Andrea Rushing was born in Virginia in 1960. At an early age his drawing showed promise, catching the praise and encouragement of his parents and of a family friend who gifted him with materials and advice. By fourteen he was painting in acrylics, and in both execution and subject matter his work was considerably more sophisticated than his years. Yet by his own choice Rushing left college, and painting, for a stint in the Navy and after that for a short stay in the defense industry. It was this detour that broadened Rushing’s perspective and provided a great catalyst for change: he learned, traveled, let the world educate him, and then finally came to understand that painting was his future.
Rushing returned to creative work, studied at the Academy of Art in San Francisco and for the first time found himself around other artists, and other people, who thought and felt as he did. From there the artist began to paint and recognition followed: he has had one man shows at San Diego State University, San Marcos State University, and at the San Diego Museum of Art. Currently his work hangs in the Michael J. Wolf Gallery in San Diego, and in the Heritage Art Gallery and the Reginald Ingraham Gallery in Los Angeles.
His is a distinctly European sensibility, driven by a profound interest in the human condition and by the insights humanity displays in response to that condition. At its lightest Rushing’s work suggests Magritte, showing life in an amused juxtaposition; at its most intense, Dali or Rousseau, where man and image confront each other in unnerving contrast. Rushing’s great power as a painter lies in his insights into human nature — sometimes as in studies of rich symbolism; other times in straightforward portraiture, where his brushwork reveals the sitter’s truth and destiny. And always things are rendered with compassion and elegance.

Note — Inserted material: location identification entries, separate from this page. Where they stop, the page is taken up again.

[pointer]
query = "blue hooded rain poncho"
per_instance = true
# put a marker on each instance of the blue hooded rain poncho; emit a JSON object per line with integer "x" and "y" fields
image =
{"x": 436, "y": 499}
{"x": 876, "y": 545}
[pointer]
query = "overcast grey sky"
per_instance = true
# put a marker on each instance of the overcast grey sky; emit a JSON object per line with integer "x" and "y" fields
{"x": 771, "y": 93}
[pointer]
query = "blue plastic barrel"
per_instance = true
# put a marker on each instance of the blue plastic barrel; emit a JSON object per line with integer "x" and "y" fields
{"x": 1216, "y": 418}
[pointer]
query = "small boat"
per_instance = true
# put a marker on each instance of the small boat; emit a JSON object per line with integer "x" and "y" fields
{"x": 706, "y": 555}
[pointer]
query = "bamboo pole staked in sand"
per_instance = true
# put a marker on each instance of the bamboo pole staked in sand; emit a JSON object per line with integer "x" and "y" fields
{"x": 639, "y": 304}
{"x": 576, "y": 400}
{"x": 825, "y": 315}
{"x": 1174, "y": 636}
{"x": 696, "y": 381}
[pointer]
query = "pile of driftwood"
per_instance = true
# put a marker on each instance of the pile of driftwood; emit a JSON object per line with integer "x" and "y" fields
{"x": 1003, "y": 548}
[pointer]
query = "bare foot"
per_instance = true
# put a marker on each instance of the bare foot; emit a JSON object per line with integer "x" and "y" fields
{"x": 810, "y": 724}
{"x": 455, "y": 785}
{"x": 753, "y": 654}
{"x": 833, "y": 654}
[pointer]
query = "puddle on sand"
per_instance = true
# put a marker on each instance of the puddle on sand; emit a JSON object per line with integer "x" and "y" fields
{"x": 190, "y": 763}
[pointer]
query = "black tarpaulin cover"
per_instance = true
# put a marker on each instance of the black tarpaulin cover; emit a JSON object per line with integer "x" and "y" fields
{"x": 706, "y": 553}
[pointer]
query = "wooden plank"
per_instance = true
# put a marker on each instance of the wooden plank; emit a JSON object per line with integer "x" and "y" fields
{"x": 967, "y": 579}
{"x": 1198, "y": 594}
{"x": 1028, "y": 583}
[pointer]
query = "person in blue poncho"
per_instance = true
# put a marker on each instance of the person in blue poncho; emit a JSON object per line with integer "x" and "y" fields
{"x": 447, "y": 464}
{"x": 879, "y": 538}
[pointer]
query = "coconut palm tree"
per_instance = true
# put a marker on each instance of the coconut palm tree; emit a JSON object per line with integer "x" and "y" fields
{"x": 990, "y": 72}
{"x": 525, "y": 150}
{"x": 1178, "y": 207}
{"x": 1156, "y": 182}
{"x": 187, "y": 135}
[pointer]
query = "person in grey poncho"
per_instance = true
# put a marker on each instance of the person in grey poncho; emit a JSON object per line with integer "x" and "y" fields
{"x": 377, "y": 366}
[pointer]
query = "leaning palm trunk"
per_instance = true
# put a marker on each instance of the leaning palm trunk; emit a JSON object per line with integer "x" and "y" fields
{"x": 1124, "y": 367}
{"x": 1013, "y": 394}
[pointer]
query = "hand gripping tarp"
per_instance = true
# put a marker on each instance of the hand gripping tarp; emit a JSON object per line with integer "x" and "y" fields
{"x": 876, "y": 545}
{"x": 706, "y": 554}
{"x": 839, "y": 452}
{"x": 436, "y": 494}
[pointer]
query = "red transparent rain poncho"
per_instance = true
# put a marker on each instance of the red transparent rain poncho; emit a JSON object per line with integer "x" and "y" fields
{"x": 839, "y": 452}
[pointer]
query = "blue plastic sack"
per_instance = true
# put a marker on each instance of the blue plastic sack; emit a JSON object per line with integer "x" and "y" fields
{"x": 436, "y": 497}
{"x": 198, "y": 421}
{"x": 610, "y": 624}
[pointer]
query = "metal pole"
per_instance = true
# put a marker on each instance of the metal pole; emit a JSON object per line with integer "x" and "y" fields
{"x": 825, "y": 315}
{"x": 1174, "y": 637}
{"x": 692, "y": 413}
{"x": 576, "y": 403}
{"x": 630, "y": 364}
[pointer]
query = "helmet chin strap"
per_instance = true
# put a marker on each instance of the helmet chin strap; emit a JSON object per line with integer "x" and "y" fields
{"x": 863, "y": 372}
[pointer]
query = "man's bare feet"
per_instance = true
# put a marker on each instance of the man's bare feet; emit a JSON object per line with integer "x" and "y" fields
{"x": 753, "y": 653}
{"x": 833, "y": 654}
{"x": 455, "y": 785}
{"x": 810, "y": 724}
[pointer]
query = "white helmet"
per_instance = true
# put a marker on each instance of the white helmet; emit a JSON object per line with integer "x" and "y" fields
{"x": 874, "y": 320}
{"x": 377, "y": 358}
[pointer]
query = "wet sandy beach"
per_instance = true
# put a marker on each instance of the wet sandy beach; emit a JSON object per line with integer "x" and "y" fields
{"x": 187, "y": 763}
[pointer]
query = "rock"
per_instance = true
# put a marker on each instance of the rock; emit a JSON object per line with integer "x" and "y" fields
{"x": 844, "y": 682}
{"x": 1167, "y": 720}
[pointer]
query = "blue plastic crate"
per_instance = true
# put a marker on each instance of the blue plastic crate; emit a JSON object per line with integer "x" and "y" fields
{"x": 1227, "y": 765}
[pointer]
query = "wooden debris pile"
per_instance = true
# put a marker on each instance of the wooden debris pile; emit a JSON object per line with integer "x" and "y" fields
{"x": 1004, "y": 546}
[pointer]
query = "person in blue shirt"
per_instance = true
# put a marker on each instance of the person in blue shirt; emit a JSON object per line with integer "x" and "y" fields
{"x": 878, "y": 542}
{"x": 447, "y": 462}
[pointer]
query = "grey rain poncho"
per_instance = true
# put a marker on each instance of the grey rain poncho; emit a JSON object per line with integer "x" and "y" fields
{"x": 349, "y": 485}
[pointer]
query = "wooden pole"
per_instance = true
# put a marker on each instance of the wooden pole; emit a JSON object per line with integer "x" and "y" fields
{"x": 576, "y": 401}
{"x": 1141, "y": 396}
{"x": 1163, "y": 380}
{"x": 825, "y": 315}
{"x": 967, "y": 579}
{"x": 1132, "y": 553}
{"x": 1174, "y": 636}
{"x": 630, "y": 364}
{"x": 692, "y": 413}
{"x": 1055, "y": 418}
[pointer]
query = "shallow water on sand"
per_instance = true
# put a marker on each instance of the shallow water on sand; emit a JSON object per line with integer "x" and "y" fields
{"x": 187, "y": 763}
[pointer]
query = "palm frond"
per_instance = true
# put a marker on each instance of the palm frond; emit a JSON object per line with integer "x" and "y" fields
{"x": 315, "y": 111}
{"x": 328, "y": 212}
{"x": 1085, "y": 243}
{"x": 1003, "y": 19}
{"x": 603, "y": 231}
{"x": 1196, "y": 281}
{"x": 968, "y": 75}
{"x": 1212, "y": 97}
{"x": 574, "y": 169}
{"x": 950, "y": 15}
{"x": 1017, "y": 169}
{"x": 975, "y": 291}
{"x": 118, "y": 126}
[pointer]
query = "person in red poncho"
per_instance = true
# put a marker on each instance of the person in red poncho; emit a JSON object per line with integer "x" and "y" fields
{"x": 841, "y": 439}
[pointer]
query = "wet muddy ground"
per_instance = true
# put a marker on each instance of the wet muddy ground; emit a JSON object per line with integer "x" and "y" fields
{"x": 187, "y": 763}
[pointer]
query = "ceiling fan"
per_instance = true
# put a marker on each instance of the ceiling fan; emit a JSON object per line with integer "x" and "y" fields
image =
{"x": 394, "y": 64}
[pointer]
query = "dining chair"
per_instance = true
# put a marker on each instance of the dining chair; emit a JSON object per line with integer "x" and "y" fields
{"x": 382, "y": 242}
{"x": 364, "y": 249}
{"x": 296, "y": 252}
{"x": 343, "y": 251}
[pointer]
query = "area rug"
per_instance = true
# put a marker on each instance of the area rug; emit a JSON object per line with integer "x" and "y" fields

“I never call myself an artist,” says Rushing. “I am a painter. I don’t wait for inspiration; I just do the work. There are so many things that can derail creativity. That’s why criticism or praise are equally dangerous, and why ultimately it’s useless. My only job is to continue to mature as an artist, learning how to paint freely and paint comfortably. But it will always be just one step at a time, a painting, like a construction. A chair for example. It needs to be comfortable, it needs to be functional and beautiful. But it’s a built thing and if it’s done well it will stand up. Paintings I think are the same, they have to build one step at a time and they have to be true in order to last.”